Depuis le 30 septembre dernier, Marine Le Pen partage son temps hebdomadaire entre les bancs de l’Assemblée nationale et ceux… de ses coaccusés au procès des assistants parlementaires « fictifs » du Front national (le parti qui a donné le RN) au Parlement européen entre 2004 et 2016. Elle y encourt jusqu’à dix ans d’emprisonnement, un million d’euros d’amende et cinq ans d’inéligibilité. Au total, vingt-sept dirigeants du parti sont poursuivis pour détournement de fonds publics (autour de 7 millions d’euros). Ça la fiche mal pour tous ces leaders d’extrême droite, toujours prompts à dénoncer « la corruption des élites » et « la gabegie financière », mais toujours prêts en réalité à tirer le meilleur parti des mannes financières offertes par la démocratie parlementaire bourgeoise.
Le vieux facho Le Pen père a réussi à se faire exempter des audiences pour « raisons médicales »… mais par contre son ancien majordome (si, si) a dû venir expliquer son salaire de 87 000 euros versé par le Parlement européen, qui n’avait pas grand-chose à voir avec la mission d’assistant parlementaire…
Le RN espère étouffer ce buzz médiatique inconfortable par un autre buzz à son avantage : apparaître, grâce à « sa niche parlementaire »1 du 31 octobre, comme le premier parti à déposer un projet de loi permettant de revenir au départ à la retraite à 62 ans et non à 64 comme l’ont imposé Macron et Borne. Dans l’exposé des motifs de la loi déposée, on peut lire que les choix politiques pour préserver le système de retraites « pourront être effectués lorsque le Rassemblement national accédera au pouvoir et sera en mesure de mettre en place la réforme globale qu’il propose depuis plusieurs années ». Rappelons que souvent le RN varie sur le sujet des retraites : « 60 ans pour tous » (Le Pen en 2017), « 60 ans pour ceux qui ont commencé à travailler avant 20 ans » (Le Pen en 2022), « abroger les 64 ans » (Thomas Ménagé, député RN, le 10 juin 2024), « ce sera compliqué d’abroger » (Bardella… le 11 juin 2024 !). Plus le RN s’approche de la possibilité d’accéder au gouvernement, plus l’âge du départ à la retraite qu’il préconise recule.
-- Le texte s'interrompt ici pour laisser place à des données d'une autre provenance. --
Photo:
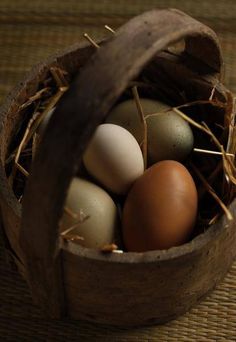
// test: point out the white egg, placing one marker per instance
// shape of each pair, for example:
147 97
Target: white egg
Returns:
126 115
92 213
114 158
Alors, bien naïfs seraient ceux qui penseraient le RN sincère sur ce coup-là ! C’est encore un énième plan « com » bien huilé, comme aime les concocter ce parti qui se moque bien du départ à la retraite à 64 ans… car pour que son projet de loi puisse continuer à suivre le bon chemin législatif, il lui faudrait un groupe au Sénat, ce qu’il n’a absolument pas.
Par contre, évidemment, il met les députés du Nouveau Front populaire en porte-à-faux, et ils se sont d’ailleurs divisés entre eux sur l’attitude à adopter, ce qui était un des buts de la manœuvre du RN. Un site Internet estampillé RN a d’ores et déjà été mis en ligne pour permettre à qui le veut bien d’interpeller son député à ce sujet…
Bref, si on vous demande ce qu’il faut voter, répondez : la grève ! Et jusqu’à satisfaction : pour commencer, le retour de la retraite à 60 ans et aux 37,5 années de cotisation.
29 octobre 2024, Marie Darouen
1 Il s’agit du droit de chaque groupe parlementaire de fixer un jour par mois l’ordre du jour de l’Assemblée.